Most people are familiar with the Makey Makey and have played or coded a banana piano. If not, check out Makey's Makey's site for a quick intro to the Makey Makey, including how to code a banana piano.
|From Makey Makey's website|
My favorite way to introduce the power of this small circuit board is to set up a prompt that allows participants to use their creative problem solving skills to invent something new.
|What will we invent ?|
|Our interactive makey makey invention is ready for |
our School Open House and the Champlain Mini Maker Faire.
This became even more apparent after I shared a prototype of an interactive display board that uses the Makey Makey to display student work to be enjoyed with your eyes, your ears, and your hands called 'If Your Art Could Talk... What Would it Say?"
My goal was to introduce the Makey Makey as a tool that teachers could use to display student art along with auditory comments related to the student work. I was picturing art projects with an artist reflection. But something slighly different evolved as I was creating this prototype.
First the project became very personal to me. I got to feel that maker empowerment that our students feel as they create, make, and learn.
I ended up making a prototype that featured art work from two local artists that had been inspired by the Vermont Women's March.
Instead of featuring the voices of the artists in this prototype, I decided that I would find inspiring pieces of audio related to the Women's March. I spent hours combing the Internet for pieces that might be enjoyable to listen to as someone looks over the art work.
I ended up with a speech from Sojourner Truth, and a speech from a 9 year old girl, and two different pieces of music (one from Alexa Babakhanian and one from The Resistance Revival Chorus.)
The pieces were included on the board as a way for the audience to be inspired listening to audio of their choice as they enjoyed the art inspired by the Women's March. They select their preferred audio piece by touching the little copper tabs next to each audio selection.

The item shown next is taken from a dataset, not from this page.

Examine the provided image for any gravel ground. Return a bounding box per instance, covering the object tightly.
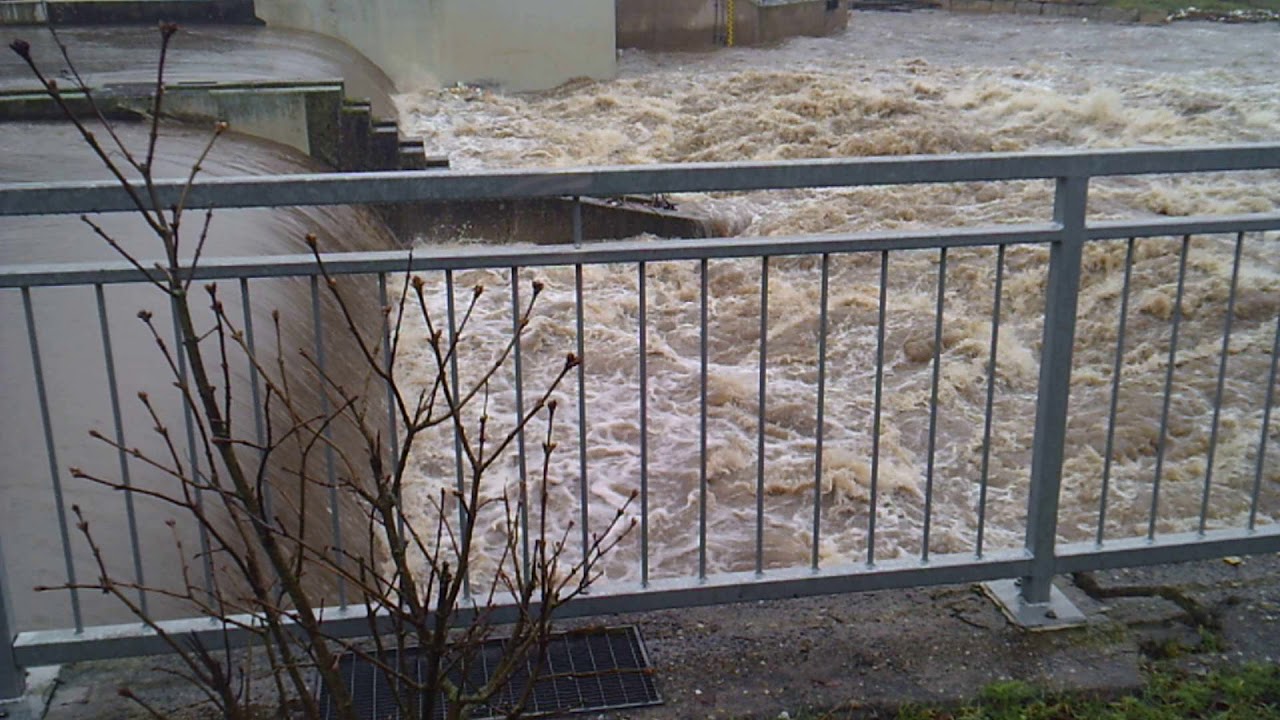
[14,553,1278,720]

After many prototypes, I ended up simplifying the project and attached the Makey Makey to my interactive display board in a way that would allow the board to be reused with new projects with the least amount of fuss. Sometimes simpler is better!
To experience the Interactive Board virtually check out the following SCRATCH PROJECT where I describe the process of creating this interactive board. The SCRATCH PROJECT also simulates the experience of interacting with the board itself.
Each time I have shared this interactive board to educators, they quickly think of different ways that they could put this application to use in their own environments.
My conclusion: as fun as the Makey Makey is for fun inventive thinking challenges, it also helps to introduce the Makey Makey as a tool for practical problem solving.